We to whom humble journeyings were once permitted have now been transformed into physicists, biologists, students of the civilizations that beautify the depths of valleys and now and again, by some miracle, bloom like gardens where the climate allows. We are able to judge man in cosmic terms, scrutinize him through our portholes as through instruments of the laboratory.The airplane has unveiled for us the true face of the earth. For centuries, highways had been deceiving us. We were like that queen who determined to move among her subjects so that she might learn for herself whether or not they rejoiced in her reign. Her courtiers took advantage of her innocence to garland the road she traveled and set dancers in her path. Led forward on their halter, she saw nothing of her kingdom and could not know that over the countryside the famished were cursing her.

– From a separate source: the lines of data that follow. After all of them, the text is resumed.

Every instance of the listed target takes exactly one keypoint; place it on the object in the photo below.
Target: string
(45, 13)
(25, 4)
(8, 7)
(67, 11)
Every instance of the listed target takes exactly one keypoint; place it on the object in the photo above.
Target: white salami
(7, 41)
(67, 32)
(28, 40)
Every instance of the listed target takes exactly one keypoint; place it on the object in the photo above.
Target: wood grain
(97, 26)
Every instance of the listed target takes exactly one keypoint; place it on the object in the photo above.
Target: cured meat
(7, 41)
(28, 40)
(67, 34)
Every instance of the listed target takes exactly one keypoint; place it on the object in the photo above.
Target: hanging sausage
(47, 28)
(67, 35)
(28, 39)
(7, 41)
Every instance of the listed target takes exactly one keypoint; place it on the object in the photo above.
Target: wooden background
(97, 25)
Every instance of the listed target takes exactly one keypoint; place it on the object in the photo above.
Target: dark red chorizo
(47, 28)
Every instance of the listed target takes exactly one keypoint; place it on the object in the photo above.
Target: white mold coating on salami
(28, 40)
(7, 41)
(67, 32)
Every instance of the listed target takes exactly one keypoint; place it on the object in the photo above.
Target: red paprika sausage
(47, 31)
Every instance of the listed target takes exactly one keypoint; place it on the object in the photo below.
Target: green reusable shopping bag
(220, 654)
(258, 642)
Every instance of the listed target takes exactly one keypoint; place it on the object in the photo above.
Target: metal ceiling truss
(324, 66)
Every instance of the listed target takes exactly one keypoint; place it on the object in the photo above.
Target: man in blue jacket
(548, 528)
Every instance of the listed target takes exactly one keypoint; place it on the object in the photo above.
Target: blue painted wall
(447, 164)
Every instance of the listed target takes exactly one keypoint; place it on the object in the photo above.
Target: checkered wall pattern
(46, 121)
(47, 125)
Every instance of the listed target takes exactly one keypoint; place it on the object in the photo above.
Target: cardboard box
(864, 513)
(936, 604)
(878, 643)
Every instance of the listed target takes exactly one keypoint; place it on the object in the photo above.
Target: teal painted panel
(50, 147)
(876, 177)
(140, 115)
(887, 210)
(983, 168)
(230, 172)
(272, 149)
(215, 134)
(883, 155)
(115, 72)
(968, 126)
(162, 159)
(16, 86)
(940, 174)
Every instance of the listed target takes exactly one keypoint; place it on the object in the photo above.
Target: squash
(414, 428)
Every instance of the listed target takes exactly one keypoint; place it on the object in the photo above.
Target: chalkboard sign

Even so have we been making our way along the winding roads. Roads avoid the barren lands, the rocks, the sands. They shape themselves to man’s needs and run from stream to stream. They lead the farmer from his barns to his wheat-fields, receive at the thresholds of stables the sleepy cattle and pour them forth at dawn into meadows of alfalfa. They join village to village, for between villages marriages are made.
And even when a road hazards its way over the desert, you will see it make a thousand detours to take its pleasure at the oases. Thus, led astray by the divagations of roads, as by other indulgent fictions, having in the course of our travels skirted so many well-watered lands, so many orchards, so many meadows, we have from the beginning of time embellished the picture of our prison. We have elected to believe that our planet was merciful and fruitful.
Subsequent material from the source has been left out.